Der Besuch des Papstes in Abu Dhabi war ein Meilenstein im Dialog zwischen Christen und Muslimen. Franziskus und der Großimam der Kairoer Al Azhar-Moschee Ahmad al-Tayyeb, die sich bereits zum fünften Mal trafen, nannten sich gegenseitig "Bruder und guter Freund". Ihre gemeinsame religiöse Erklärung hat in dieser arabischen Region eine enorme politische Bedeutung. Die wichtigste sunnitische Lehrautorität und der Papst plädierten mit außergewöhnlicher Klarheit für Religionsfreiheit, Frauenrechte und Nachhaltigkeit. Sie verurteilten jegliche Gewalt und Extremismus im Namen Gottes und ebenso den amoralischen Individualismus. Franziskus erklärte: Wahre Religionsfreiheit beschränkt sich "nicht nur auf die Ausübung der Religion, sondern sieht im andern wirklich einen Bruder und eine Schwester… derselben Menschheit, denen Gott Freiheit gewährt."

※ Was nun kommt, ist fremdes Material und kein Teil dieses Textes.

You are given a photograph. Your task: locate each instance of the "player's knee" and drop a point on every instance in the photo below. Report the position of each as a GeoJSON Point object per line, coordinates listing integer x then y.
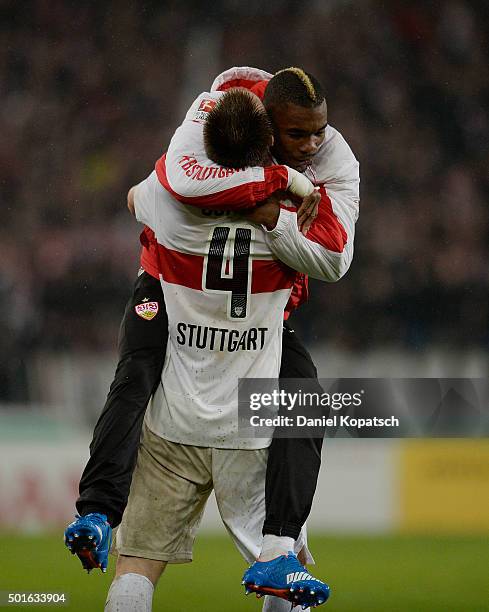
{"type": "Point", "coordinates": [150, 568]}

Doch daneben sagte der Papst auch etwas, was sich unsere jetzige österreichische Bundesregierung dick hinter die Ohren schreiben sollte. "Eine Gerechtigkeit, die nur für Familienmitglieder, Landsleute und Gläubige desselben Glaubens gilt, ist eine hinkende Gerechtigkeit; sie ist (in Wahrheit) verschleierte Ungerechtigkeit."
In Abu Dhabi gelobten die höchsten Autoritäten der Katholischen Kirche und des sunnitischen Islam sich für eine Pluralität im Glauben und für ein friedliches Miteinander der Kinder des einen Schöpfers einzusetzen. Das ist ein Meilenstein, viel mehr als man erwarten konnte.